Ixekizumab Gets FDA Nod for Active Psoriatic Arthritis


Psoriatic arthritis is the second approved indication for Taltz in the United States.

The FDA has approved Taltz® (ixekizumab) injection 80 mg/mL for the treatment of adults with active psoriatic arthritis.

Taltz was first approved by the FDA in March 2016 for the treatment of adult patients with moderate-to-severe plaque psoriasis who are candidates for systemic therapy or phototherapy, according to Eli Lilly and Company, which made the announcement in a press release.

“PsA is a chronic, progressive and painful form of inflammatory arthritis that impacts approximately 1.6 million Americans living with the disease,” said Christi Shaw, president, Lilly Bio-Medicines. “We are proud to offer a new treatment option that can provide improvements in joint symptoms for these patients, further demonstrating Lilly’s overall commitment to immunology.”

Taltz may be administered alone or in combination with a conventional disease-modifying antirheumatic drug (DMARD), such as methotrexate, the release noted. Taltz should not be used in patients with a previous serious hypersensitivity reaction, such as anaphylaxis, to ixekizumab or to any of the excipients.

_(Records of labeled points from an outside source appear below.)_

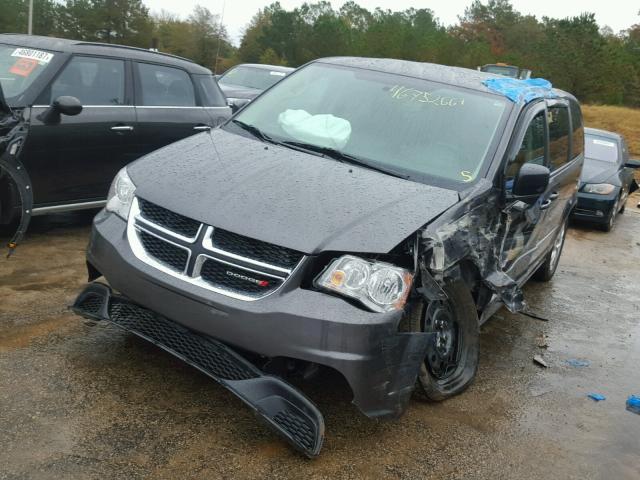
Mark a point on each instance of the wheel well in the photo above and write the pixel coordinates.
(9, 198)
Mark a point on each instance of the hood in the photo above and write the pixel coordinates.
(236, 91)
(597, 171)
(285, 197)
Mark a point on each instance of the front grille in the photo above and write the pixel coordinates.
(166, 253)
(175, 222)
(255, 249)
(237, 280)
(218, 260)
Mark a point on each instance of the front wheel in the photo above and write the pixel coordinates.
(451, 361)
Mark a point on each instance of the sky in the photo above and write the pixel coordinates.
(617, 14)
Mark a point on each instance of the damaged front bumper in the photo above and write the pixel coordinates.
(379, 363)
(284, 408)
(13, 176)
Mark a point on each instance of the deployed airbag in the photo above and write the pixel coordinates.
(324, 130)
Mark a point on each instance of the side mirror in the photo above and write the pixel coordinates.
(64, 105)
(632, 164)
(531, 182)
(237, 103)
(4, 106)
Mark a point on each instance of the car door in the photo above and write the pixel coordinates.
(525, 227)
(626, 173)
(167, 107)
(565, 162)
(75, 159)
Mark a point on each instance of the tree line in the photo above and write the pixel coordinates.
(576, 54)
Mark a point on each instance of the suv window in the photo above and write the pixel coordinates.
(531, 150)
(558, 136)
(93, 80)
(211, 94)
(577, 142)
(165, 86)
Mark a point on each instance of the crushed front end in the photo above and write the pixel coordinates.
(245, 295)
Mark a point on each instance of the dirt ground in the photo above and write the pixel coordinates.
(79, 401)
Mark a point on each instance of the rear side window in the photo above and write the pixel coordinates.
(577, 142)
(165, 86)
(531, 150)
(93, 80)
(211, 94)
(558, 118)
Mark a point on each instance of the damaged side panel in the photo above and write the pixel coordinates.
(14, 179)
(472, 231)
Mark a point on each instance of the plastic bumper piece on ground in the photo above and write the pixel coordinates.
(285, 409)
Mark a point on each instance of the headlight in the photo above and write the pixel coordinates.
(121, 194)
(599, 188)
(380, 286)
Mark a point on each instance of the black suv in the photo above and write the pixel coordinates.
(366, 215)
(84, 110)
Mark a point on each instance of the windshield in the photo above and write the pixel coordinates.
(600, 148)
(19, 67)
(406, 126)
(251, 77)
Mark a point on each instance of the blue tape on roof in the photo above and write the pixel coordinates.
(521, 90)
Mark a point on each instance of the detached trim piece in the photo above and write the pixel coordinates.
(69, 207)
(285, 409)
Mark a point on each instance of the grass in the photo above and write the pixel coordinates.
(623, 120)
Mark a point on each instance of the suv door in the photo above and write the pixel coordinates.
(75, 159)
(565, 162)
(525, 225)
(167, 106)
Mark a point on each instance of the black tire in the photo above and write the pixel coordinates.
(435, 381)
(548, 268)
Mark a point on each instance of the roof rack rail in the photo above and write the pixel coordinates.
(115, 45)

Taltz may increase the risk of infection. Other warnings and precautions include pretreatment evaluation for tuberculosis, hypersensitivity reactions, inflammatory bowel disease, and immunizations.

The efficacy and safety of Taltz was determined from findings from 2 randomized, double-blind, placebo-controlled Phase 3 studies-SPIRIT-P1 and SPIRIT-P2-which included more than 670 adult patients with active psoriatic arthritis.

SPIRIT-P1 evaluated the safety and efficacy of Taltz compared with placebo in patients with active psoriatic arthritis who had never been treated with a biologic DMARD.

SPIRIT-P2 evaluated the safety and efficacy of Taltz compared with placebo in tumor necrosis factor inhibitor (TNFi)-experienced patients with active psoriatic arthritis who failed 1 or 2 TNF inhibitors.

Across both studies, patients were required to have a diagnosis of active psoriatic arthritis for at least 6 months and at least 3 tender and 3 swollen joints. Nonresponder imputation methods were used. Inadequate responders (defined by blinded tender and swollen joint count criteria) at Week 16 received rescue therapy and were analyzed as nonresponders.

In studies of biologic-naïve and TNFi-experienced patients, the primary efficacy end point was the proportion of patients at 24 weeks achieving ACR 20 response, representing a 20% reduction in a composite measure of disease activity as defined by the American College of Rheumatology.
Results from both studies demonstrated that patients treated with Taltz achieved significant improvement in joint symptoms, as measured by ACR 20, compared with placebo. At 24 weeks, patients achieved ACR 20 at the following response rates:

• SPIRIT-P1: 58% of patients treated with Taltz vs 30% for placebo

• SPIRIT-P2: 53% of patients treated with Taltz vs 20% for placebo

"For patients with PsA, treatment goals often include improvement in joint symptoms," said Philip Mease, MD, Swedish Medical Center and University of Washington. “Based on the study results, Taltz can provide significant improvement in joint symptoms for patients who had never been treated with a biologic disease-modifying antirheumatic drug as well as patients who had inadequate response to one or two TNF inhibitors or were intolerant of TNF inhibitors.”